Cellular resolution models for even skipped regulation in the entire Drosophila embryo
Garth R Ilsley,
Jasmin Fisher,
Rolf Apweiler,
Angela H DePace,
Nicholas M Luscombe
Affiliations
Garth R Ilsley
European Molecular Biology Laboratory, European Bioinformatics Institute, Wellcome Trust Genome Campus, Cambridge, United Kingdom; Okinawa Institute of Science and Technology Graduate University, Okinawa, Japan
Jasmin Fisher
Microsoft Research Cambridge, Cambridge, United Kingdom; Department of Biochemistry, University of Cambridge, Cambridge, United Kingdom
Rolf Apweiler
European Molecular Biology Laboratory, European Bioinformatics Institute, Wellcome Trust Genome Campus, Cambridge, United Kingdom
Angela H DePace
Department of Systems Biology, Harvard Medical School, Boston, United States
Nicholas M Luscombe
European Molecular Biology Laboratory, European Bioinformatics Institute, Wellcome Trust Genome Campus, Cambridge, United Kingdom; Okinawa Institute of Science and Technology Graduate University, Okinawa, Japan; UCL Genetics Institute, Department of Genetics, Evolution, and Environment, University College London, London, United Kingdom; London Research Institute, Cancer Research UK, London, United Kingdom
Transcriptional control ensures genes are expressed in the right amounts at the correct times and locations.
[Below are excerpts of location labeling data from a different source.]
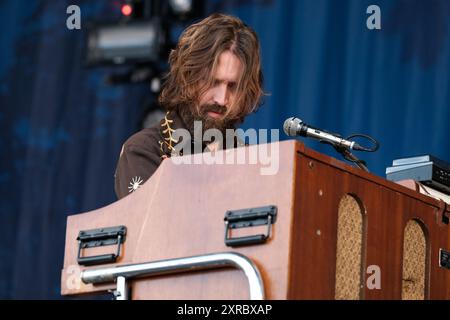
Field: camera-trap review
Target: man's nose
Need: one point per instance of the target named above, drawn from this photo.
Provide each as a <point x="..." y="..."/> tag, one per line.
<point x="221" y="95"/>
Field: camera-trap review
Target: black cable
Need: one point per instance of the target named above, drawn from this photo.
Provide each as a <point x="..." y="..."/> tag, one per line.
<point x="347" y="155"/>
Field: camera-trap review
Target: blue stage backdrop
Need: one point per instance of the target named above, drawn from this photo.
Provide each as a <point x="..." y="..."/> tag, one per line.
<point x="62" y="126"/>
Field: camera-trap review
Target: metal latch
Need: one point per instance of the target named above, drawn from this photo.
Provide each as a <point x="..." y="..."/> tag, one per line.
<point x="245" y="218"/>
<point x="99" y="238"/>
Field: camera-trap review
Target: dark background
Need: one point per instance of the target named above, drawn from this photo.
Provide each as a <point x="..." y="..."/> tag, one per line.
<point x="62" y="127"/>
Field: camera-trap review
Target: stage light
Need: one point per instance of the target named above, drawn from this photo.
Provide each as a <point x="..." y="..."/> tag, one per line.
<point x="127" y="10"/>
<point x="134" y="42"/>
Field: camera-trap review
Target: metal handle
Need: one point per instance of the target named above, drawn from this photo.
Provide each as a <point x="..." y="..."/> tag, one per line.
<point x="179" y="265"/>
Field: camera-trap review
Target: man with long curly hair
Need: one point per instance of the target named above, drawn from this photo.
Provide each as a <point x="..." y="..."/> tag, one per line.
<point x="215" y="79"/>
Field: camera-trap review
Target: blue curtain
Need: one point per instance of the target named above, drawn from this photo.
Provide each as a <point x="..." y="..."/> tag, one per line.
<point x="62" y="126"/>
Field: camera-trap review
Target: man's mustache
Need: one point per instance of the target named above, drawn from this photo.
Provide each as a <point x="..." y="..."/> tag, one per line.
<point x="213" y="108"/>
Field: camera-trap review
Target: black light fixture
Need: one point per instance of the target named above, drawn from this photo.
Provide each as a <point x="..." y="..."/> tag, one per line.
<point x="133" y="42"/>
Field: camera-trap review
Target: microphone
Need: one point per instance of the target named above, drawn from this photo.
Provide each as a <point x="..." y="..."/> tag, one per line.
<point x="295" y="127"/>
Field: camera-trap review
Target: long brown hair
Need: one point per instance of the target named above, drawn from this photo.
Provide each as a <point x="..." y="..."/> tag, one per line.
<point x="196" y="56"/>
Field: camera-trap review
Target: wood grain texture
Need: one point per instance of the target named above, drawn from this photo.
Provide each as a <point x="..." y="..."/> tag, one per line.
<point x="179" y="212"/>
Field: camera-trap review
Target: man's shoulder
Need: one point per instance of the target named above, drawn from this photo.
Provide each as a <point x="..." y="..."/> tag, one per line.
<point x="145" y="138"/>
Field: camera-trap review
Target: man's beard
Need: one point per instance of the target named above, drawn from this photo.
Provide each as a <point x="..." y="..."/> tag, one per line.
<point x="190" y="114"/>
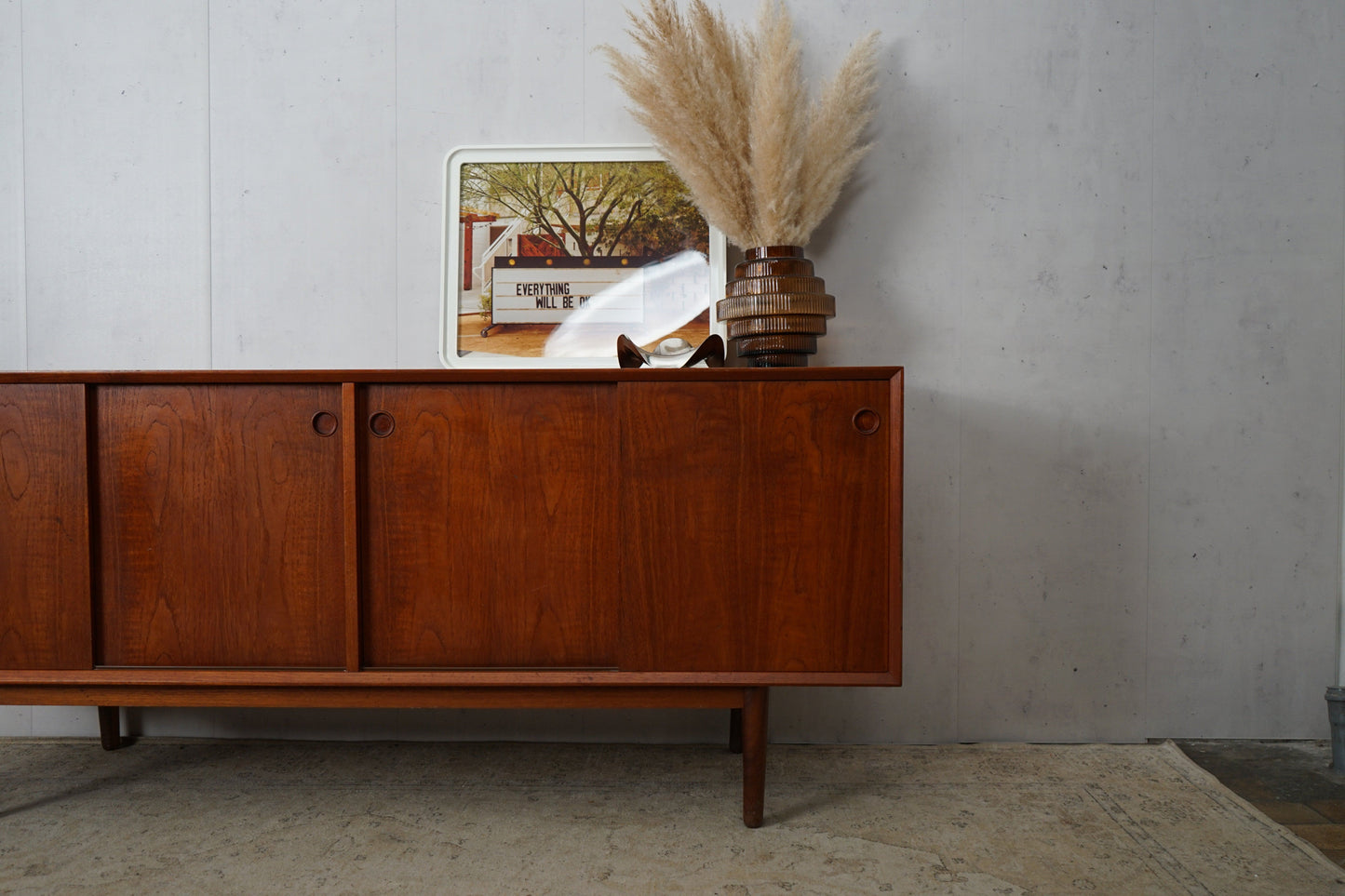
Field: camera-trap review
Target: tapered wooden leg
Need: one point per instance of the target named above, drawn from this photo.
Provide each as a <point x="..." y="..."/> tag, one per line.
<point x="109" y="727"/>
<point x="753" y="755"/>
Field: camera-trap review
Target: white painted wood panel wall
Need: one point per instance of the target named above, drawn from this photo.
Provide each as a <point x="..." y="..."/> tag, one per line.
<point x="1107" y="241"/>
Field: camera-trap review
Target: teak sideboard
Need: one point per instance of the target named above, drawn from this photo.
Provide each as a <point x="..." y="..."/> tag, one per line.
<point x="450" y="539"/>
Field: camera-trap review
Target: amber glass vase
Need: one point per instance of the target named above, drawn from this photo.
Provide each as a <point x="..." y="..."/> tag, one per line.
<point x="773" y="308"/>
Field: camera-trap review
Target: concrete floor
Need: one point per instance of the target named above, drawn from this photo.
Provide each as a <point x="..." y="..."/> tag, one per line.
<point x="1290" y="781"/>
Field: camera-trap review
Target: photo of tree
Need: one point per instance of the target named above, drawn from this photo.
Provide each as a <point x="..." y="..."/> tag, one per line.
<point x="593" y="249"/>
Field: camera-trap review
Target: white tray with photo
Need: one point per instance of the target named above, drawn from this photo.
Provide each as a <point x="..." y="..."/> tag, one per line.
<point x="550" y="253"/>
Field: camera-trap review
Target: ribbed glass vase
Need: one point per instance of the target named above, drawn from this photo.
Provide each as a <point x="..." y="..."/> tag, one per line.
<point x="773" y="308"/>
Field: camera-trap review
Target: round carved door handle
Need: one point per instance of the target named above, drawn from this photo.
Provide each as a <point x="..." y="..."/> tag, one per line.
<point x="867" y="420"/>
<point x="383" y="424"/>
<point x="324" y="422"/>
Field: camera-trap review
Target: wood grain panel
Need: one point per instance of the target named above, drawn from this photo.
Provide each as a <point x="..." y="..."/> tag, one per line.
<point x="45" y="611"/>
<point x="221" y="527"/>
<point x="755" y="521"/>
<point x="490" y="527"/>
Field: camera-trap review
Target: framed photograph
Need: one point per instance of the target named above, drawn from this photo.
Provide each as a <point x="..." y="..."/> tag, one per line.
<point x="550" y="253"/>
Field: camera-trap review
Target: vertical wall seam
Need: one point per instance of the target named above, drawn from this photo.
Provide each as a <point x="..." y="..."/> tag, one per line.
<point x="23" y="201"/>
<point x="210" y="201"/>
<point x="1149" y="380"/>
<point x="961" y="380"/>
<point x="397" y="190"/>
<point x="1339" y="518"/>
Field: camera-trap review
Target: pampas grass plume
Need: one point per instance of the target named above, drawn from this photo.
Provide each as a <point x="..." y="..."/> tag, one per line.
<point x="731" y="112"/>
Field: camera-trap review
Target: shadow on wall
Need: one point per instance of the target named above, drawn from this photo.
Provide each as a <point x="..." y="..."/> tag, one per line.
<point x="1025" y="564"/>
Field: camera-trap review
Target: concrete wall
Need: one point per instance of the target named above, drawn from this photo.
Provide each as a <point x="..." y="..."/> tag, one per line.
<point x="1106" y="240"/>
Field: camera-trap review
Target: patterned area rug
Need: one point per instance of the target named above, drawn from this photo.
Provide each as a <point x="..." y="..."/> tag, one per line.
<point x="245" y="817"/>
Understanding quantitatively how regulatory systems convert input signals to appropriate outputs remains a challenge. For the first time, we successfully model even skipped (eve) stripes 2 and 3+7 across the entire fly embryo at cellular resolution. A straightforward statistical relationship explains how transcription factor (TF) concentrations define eve’s complex spatial expression, without the need for pairwise interactions or cross-regulatory dynamics. Simulating thousands of TF combinations, we recover known regulators and suggest new candidates. Finally, we accurately predict the intricate effects of perturbations including TF mutations and misexpression. Our approach imposes minimal assumptions about regulatory function; instead we infer underlying mechanisms from models that best fit the data, like the lack of TF-specific thresholds and the positional value of homotypic interactions. Our study provides a general and quantitative method for elucidating the regulation of diverse biological systems.